Di ritorno da una stupenda settimana al FEFF provo a dire anche io la mia su quanto visto e vissuto ad Udine 2005.
Fino ad ora non ho partecipato molto al forum con post, ma devo dire che i vostri consigli sono sempre utilissimi per muoversi tra DVD, novità e manifestazioni (nonché cazzeggi vari :-)
Il post è un po' lunghetto....devo recuperare per i post non inviati nei mesi scorsi :-))
Il mio FEFF comincia sabato mattina con un tranquillo Milano-Udine in auto (peccato per A World without Thieves che cerchero' in DVD, mentre per Lady Snowblood ho or ora ordinato il dvd doppio da Play - 18 euro). Arrivo in tempo per i film del pomeriggio.
BLACK TIGHT KILLERS
Ottimo. Un James Bond innovativo, multicolor e delirante (a cominciare dalle prime parole che appaiono sullo schermo "Leoparda Carina" !!!). Mitico il vecchietto-insegnante del protagonista (che on ha nulla da invidiare al Flammingiano Q, con i suoi gas esilaranti ed il mega-cannone con relativa custodia). Ritmo, ritmo, ritmo: è questo che mi aspettavo dai Nikkatsu e questo ho trovato.
 Voto: 4/5
CRAZY N' THE CITY
Inizio promettente, poi si perde un po' troppo nella storia dei 2 poliziotti. Ottimo NG nel ruolo di un lucido pazzo. Verso la fine il film prende una piega un po' più "tesa" (da HongKongese), mi riprendo ed il film recupera qualche punto. Commedia Thriller per la quale vale la pena una visione (parlando di HK, io onestamente l'ho preferito a Beyond Our Ken, troppo lento e poco innovativo)
Voto: 3/5
Cena rapidissima con un pezzo di pizza e poi di nuovo al Teatro per il secondo Nikkatsu.
VELVET HUSTLER
Dopo l'esperienza di Black Tight Killers mi sarei aspettato il botto, invece questo e' un film di tono minore, non brutto, ma forse un po' troppo ripetitivo.
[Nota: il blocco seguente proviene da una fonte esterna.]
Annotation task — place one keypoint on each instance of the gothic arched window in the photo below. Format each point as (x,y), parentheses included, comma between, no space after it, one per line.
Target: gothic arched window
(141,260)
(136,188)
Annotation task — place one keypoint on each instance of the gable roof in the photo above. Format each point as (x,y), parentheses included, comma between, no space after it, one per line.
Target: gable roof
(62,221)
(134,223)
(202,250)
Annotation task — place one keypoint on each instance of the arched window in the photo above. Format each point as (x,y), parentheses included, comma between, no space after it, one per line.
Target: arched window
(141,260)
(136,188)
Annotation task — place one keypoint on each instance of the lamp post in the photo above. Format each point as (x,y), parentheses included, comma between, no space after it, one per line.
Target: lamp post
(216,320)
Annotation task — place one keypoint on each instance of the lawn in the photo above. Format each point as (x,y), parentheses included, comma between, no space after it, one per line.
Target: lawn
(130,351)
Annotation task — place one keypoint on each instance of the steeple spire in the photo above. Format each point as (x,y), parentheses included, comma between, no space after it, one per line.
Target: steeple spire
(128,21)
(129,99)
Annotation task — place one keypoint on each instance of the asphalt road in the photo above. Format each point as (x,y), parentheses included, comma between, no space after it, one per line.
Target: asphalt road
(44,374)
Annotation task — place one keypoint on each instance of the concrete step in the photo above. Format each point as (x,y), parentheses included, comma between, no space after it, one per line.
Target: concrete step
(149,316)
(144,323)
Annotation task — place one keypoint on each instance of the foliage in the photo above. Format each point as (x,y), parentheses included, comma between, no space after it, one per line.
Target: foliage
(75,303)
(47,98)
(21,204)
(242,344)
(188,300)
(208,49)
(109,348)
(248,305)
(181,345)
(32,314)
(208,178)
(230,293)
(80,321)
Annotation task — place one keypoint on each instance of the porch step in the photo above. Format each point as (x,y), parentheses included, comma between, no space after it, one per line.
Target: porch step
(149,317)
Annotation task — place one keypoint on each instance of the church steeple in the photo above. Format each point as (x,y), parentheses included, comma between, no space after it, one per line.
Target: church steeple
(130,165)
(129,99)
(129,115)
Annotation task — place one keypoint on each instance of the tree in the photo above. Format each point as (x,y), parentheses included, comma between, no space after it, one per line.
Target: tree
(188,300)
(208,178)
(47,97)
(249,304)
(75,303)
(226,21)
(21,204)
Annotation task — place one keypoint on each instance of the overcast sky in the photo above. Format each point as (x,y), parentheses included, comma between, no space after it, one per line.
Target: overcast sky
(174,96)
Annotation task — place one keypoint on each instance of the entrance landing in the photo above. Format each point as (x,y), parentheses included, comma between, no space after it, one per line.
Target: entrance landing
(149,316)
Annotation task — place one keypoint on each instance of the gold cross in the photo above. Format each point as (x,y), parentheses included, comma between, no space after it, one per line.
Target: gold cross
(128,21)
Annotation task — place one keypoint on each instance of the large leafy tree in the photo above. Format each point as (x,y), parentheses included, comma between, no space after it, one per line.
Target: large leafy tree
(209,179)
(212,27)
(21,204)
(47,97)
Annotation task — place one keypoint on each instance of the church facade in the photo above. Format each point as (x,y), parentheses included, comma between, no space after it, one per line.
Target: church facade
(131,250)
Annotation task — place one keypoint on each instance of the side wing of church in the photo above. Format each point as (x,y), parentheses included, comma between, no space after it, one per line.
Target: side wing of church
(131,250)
Unico aspetto rilevante la colonna sonora "fischiettosa" (un po' Morricone, un po' Tarantiniana).
Voto: 2/5
ONE NITE IN MONGKOK
Anche se bistrattato da molti partecipanti al forum, per me è stata una delle proiezioni migliori del FEFF (insieme a Love Battlefield). Storia non innovativa (molto Johnnie To con ambientazioni notturne, ma non il To di Yesterday Once More, che vedremo dopo), ma girata in maniera ottima. Buon montaggio, adeguatamente crudo e con suspance che tiene lo spettatore sempre attento. Poi visto sul grande schermo e' una gran figata !!!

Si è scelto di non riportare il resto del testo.